Abigail Adams, to her husband John
March 31,1776
“You live at the Abigail Adams, Miss Dunaway?”
Elizabeth delighted in the rumble of surprise lurking in Blakestone’s voice. And in the scandal that flared deeply in his dark eyes as he handed her down from the coach.
“So you’ve heard of the Adams, my lord?”
“Madam, every man in town seems to be talking about the bloody place.”
“Because every man in town is terrified of a few women gathering together, unchaperoned by their men folk.” There was something wickedly sensual about pausing here with him on the very public circular drive up in the courtyard of her deliciously controversial club.
Even more so because he held her hand too long, too possessively, his eyes smoky and unreadable as his gaze traveled over her brow and across her cheeks.
“Indeed, Miss Dunaway, you ladies leave us men folk quaking in our boots.”
“Don’t mock us, my lord.
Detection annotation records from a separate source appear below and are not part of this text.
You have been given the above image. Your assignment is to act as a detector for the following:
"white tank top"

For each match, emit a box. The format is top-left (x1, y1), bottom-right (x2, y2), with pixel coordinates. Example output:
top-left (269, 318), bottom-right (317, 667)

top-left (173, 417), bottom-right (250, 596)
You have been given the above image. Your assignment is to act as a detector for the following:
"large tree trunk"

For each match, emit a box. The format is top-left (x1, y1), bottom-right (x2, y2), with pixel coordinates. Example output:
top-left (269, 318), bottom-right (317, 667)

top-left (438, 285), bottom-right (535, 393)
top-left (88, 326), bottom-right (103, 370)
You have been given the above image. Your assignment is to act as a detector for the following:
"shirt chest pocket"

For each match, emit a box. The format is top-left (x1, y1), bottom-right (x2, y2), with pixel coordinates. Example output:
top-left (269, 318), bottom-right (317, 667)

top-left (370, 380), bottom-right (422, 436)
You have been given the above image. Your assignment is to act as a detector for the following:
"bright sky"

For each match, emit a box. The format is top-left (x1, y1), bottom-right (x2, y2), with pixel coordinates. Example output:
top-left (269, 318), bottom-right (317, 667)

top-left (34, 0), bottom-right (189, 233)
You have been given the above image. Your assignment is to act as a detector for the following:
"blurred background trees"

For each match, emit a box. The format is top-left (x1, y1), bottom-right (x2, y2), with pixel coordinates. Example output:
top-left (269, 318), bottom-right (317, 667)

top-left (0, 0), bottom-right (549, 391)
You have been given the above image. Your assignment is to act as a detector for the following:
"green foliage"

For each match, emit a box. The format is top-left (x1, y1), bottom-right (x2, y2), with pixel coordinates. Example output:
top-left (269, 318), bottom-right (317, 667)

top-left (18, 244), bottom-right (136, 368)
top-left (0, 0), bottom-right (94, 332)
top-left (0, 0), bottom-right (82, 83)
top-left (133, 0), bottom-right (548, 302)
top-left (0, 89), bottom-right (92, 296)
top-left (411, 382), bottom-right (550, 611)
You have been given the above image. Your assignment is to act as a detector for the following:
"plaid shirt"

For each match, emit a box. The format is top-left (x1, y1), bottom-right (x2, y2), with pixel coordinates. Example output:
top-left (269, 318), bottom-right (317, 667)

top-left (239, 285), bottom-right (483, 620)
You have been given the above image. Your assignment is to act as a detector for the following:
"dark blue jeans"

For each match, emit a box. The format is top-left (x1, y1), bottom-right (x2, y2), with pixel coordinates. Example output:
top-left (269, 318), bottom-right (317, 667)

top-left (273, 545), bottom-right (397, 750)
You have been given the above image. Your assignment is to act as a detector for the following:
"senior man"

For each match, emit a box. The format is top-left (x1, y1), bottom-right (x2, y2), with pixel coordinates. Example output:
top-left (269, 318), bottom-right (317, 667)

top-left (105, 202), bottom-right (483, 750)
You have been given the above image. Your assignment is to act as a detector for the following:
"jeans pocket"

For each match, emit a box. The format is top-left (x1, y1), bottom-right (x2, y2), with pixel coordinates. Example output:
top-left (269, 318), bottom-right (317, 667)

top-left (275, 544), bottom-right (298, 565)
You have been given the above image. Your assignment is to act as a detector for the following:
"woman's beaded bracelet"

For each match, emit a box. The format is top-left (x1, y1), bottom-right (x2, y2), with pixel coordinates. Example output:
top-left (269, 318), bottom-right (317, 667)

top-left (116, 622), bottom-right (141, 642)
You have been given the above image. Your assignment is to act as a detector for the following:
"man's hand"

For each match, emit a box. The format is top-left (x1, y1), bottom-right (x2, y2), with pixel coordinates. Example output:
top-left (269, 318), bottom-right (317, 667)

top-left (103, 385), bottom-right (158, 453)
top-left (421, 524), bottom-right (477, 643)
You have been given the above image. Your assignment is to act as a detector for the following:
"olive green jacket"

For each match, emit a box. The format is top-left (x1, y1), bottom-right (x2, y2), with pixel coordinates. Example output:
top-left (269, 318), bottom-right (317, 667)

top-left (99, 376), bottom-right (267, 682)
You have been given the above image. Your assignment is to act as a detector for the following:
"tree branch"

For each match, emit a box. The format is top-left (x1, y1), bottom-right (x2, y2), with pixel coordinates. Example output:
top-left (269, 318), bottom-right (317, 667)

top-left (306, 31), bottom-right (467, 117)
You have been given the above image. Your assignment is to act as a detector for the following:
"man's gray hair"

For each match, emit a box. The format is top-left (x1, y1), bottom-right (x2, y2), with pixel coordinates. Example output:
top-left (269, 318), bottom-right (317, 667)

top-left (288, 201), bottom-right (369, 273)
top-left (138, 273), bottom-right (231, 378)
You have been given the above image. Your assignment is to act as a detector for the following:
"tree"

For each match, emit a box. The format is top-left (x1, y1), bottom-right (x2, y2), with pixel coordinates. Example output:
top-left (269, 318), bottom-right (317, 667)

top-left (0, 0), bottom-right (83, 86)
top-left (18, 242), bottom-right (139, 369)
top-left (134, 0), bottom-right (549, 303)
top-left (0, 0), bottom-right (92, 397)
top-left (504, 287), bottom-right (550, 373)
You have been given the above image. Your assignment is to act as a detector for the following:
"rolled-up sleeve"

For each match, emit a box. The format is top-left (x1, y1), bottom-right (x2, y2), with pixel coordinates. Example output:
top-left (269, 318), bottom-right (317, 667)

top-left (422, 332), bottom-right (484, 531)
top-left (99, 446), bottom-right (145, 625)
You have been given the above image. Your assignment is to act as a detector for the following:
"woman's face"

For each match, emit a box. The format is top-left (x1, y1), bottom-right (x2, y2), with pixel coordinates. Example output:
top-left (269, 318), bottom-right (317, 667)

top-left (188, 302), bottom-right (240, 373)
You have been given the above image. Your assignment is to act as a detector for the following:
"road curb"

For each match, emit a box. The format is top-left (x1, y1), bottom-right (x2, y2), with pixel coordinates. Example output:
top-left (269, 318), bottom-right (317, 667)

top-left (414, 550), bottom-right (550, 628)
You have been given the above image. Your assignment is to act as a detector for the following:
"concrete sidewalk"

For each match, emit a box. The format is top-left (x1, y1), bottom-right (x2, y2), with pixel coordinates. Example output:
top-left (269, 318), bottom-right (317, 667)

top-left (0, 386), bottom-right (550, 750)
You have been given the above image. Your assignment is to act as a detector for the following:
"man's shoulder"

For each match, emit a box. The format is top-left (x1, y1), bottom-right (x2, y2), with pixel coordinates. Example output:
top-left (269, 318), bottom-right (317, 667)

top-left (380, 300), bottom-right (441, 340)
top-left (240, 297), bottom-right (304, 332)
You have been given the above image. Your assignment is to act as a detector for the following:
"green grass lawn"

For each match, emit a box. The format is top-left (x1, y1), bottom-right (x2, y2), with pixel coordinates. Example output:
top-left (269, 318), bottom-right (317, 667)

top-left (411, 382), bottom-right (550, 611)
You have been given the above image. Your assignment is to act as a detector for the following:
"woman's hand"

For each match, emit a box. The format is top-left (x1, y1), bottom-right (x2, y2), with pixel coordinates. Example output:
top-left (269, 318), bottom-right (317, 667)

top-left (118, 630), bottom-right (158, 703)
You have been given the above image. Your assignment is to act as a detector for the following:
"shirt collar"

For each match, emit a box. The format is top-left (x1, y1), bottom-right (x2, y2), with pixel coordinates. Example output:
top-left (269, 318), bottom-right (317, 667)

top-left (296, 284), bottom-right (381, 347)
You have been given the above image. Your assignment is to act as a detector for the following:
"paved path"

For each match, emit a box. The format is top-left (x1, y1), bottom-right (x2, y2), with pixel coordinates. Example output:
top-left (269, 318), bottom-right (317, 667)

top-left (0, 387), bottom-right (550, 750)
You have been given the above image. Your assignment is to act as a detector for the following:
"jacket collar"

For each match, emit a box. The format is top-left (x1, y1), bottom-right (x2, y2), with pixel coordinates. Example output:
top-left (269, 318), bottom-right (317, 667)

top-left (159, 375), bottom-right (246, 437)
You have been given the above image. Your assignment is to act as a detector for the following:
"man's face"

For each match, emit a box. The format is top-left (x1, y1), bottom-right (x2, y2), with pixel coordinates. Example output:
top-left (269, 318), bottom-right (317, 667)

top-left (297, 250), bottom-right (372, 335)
It only proves my point.”
“I’m merely confessing a timeless truth. Whether you admit it or not, you ladies have us gentlemen completely at your mercy. Always have and doubtless you always will.”
The clever blackguard! So like a man. Wielding his platitudes with such backhanded grace!
“Very open-minded, Blakestone. But still you object to the mere presence of the Abigail Adams.”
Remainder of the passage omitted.